For the love of all things holy, toss all your old text and email templates.  Right now.  Just send them to the trash.

Start over. Clear your mind. To be honest, I used roughly the same email template to passive candidates for ten years.

Knowing you have a problem the first step to a new life.

 

Advice #2.

Trust recruitment marketing professionals.  Accept you know nothing, but you are ready to learn.

Read the white papers that are put out by the many solid recruitment marketing companies today.

Did you know that the weekends are a ripe time for email replies? Or that the best email is less than 150 words? Do you know what qualifies as a great subject line?  What words will trigger a spam filter?

I have my favorites, but I try to stay vendor neutral on which RM organization I use most. Google it for yourself and get educated.

 

Advice #3.

Here is the email I sent to potential candidates that garnered an 80% response rate, via email (as a reminder, a 10% response rate to passive emails is average).

Feel free to edit and make it your own. Sadly, we have come to a time where candidates are getting splashed with emails and content that is not relevant and insincere. It is a sign of the times, but this works.

 

“Hi Sally,

I wanted to let you I am a real person, not a chatbot, and this message was not sent as spam. I am contacting you today because I am genuinely interested in your background as a Mechanical Engineer…”

 

Advice #4.

Think like the candidate. Some of us were raised to be ultra-professional in our communication. Others bred to be casual and chummy with candidates. I don’t find either tactic works.  There should be no gimmick or pretense.

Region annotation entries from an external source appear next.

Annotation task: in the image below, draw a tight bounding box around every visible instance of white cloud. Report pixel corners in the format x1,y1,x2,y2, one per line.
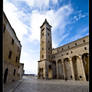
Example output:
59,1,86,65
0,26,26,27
30,5,72,41
4,1,27,40
51,0,58,4
4,0,73,74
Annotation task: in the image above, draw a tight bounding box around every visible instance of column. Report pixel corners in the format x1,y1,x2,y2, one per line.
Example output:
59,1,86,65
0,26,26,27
56,61,59,79
69,57,75,80
61,61,64,79
79,55,86,81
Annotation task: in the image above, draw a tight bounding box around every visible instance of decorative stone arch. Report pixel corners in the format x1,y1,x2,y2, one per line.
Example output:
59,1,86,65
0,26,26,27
52,61,57,79
72,56,78,80
82,53,89,81
72,55,85,80
64,57,72,80
4,68,8,83
38,68,43,79
57,59,64,79
48,64,53,79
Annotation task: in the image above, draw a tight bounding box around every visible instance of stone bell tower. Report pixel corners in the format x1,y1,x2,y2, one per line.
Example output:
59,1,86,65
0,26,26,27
38,19,52,79
40,19,52,61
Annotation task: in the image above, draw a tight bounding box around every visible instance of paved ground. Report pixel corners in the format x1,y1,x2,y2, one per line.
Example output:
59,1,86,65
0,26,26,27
4,76,89,92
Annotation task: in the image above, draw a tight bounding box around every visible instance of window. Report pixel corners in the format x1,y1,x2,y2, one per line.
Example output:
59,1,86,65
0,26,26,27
68,46,70,48
41,28,44,31
41,33,44,38
3,25,6,32
42,55,44,58
84,47,87,50
48,33,49,36
47,28,50,31
16,57,18,62
70,75,73,79
12,39,14,45
62,48,63,50
42,48,44,50
8,51,12,59
17,47,20,52
80,76,82,78
13,69,16,76
66,53,68,55
75,43,77,45
83,40,85,42
48,48,50,50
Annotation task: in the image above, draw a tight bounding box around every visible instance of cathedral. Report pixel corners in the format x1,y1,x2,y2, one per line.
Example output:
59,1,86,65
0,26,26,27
38,19,89,81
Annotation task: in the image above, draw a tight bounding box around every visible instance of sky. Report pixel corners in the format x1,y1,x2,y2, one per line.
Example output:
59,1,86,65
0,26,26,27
3,0,89,74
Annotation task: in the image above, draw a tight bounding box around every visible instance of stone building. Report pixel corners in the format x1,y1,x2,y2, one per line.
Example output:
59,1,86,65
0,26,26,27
38,19,89,81
18,63,24,79
3,12,22,83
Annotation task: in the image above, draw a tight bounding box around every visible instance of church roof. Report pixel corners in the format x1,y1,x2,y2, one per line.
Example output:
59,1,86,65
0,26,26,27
40,19,52,28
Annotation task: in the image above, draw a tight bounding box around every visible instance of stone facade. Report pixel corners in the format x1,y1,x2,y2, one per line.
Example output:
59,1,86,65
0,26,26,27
38,19,89,81
3,13,22,83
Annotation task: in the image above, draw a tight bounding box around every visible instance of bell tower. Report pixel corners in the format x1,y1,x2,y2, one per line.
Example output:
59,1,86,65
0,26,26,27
38,19,52,79
40,19,52,61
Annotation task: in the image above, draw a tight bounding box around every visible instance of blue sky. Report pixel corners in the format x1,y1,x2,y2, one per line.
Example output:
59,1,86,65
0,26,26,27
3,0,89,74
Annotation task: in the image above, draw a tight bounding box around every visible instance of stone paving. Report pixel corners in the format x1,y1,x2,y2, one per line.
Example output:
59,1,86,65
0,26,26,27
12,76,89,92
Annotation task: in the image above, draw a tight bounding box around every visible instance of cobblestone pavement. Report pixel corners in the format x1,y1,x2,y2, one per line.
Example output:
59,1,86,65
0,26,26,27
13,76,89,92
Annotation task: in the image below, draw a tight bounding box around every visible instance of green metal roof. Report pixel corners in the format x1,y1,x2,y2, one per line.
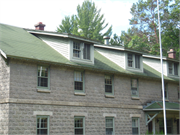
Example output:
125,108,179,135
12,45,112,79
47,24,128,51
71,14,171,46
0,24,178,81
143,101,180,111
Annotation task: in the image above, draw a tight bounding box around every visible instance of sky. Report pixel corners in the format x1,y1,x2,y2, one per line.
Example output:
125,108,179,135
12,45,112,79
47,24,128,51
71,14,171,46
0,0,138,36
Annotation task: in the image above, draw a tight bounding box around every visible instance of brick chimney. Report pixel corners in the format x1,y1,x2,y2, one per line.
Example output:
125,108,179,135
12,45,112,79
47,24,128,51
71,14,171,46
103,36,110,45
34,22,46,30
167,49,176,59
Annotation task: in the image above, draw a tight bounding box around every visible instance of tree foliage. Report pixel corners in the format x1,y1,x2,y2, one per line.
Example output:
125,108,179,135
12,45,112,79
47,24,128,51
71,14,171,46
112,0,180,56
57,0,112,41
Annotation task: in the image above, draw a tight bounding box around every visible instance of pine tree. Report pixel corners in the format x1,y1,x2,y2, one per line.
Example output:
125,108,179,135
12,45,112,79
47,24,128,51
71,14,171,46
57,0,112,41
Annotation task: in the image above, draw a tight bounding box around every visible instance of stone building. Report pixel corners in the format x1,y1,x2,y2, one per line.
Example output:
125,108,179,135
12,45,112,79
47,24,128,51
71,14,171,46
0,23,180,135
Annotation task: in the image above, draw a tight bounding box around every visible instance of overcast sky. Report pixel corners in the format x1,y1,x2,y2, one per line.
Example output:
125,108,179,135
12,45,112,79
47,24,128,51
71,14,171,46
0,0,138,35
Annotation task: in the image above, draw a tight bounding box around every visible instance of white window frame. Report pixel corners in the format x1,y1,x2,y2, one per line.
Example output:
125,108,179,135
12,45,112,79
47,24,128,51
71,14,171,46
37,65,50,89
74,116,85,135
105,117,115,135
161,83,169,100
132,117,140,135
125,52,143,72
131,78,139,97
74,70,85,93
104,75,114,95
69,40,94,64
36,115,49,135
168,61,180,77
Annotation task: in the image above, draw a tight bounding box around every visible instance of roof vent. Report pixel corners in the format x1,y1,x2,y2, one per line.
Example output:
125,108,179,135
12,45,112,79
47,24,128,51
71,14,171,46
167,49,176,59
34,22,46,30
103,36,110,45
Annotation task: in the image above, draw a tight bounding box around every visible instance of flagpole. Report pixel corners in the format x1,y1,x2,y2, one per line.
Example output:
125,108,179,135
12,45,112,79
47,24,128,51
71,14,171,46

Be forthright. Without color or flowery expression, explain to the potential candidate who you are and why you are reaching out. Don’t hide your company name or contact information (per anti-spam laws, addresses are required).

If you were a passive candidate receiving this text or email, what would make you respond? For most, it is genuine sincerity. “Salesy” emails no longer work. Hello and Welcome emails outperform Sales emails three times over.

I read it in an RM whitepaper, so it must be true. Think. Like. The. Candidate.

I’m going to refrain from giving you any more examples of templates. I guarantee the candidate has probably seen all the versions out there. It is not about being creative or thinking differently. Candidates will respond to indisputable authentic connections, period.

Write the email or text as you would as a human being. Know who I am. Earn my response.

Happy Hunting.


Authors
Christine Hampton

Christine is a Doctor of Business Administration candidate researching talent sourcing strategies in healthcare. This is Christine's 29th year in Talent Acquisition, with the last 9 years focusing on sourcing and recruitment marketing.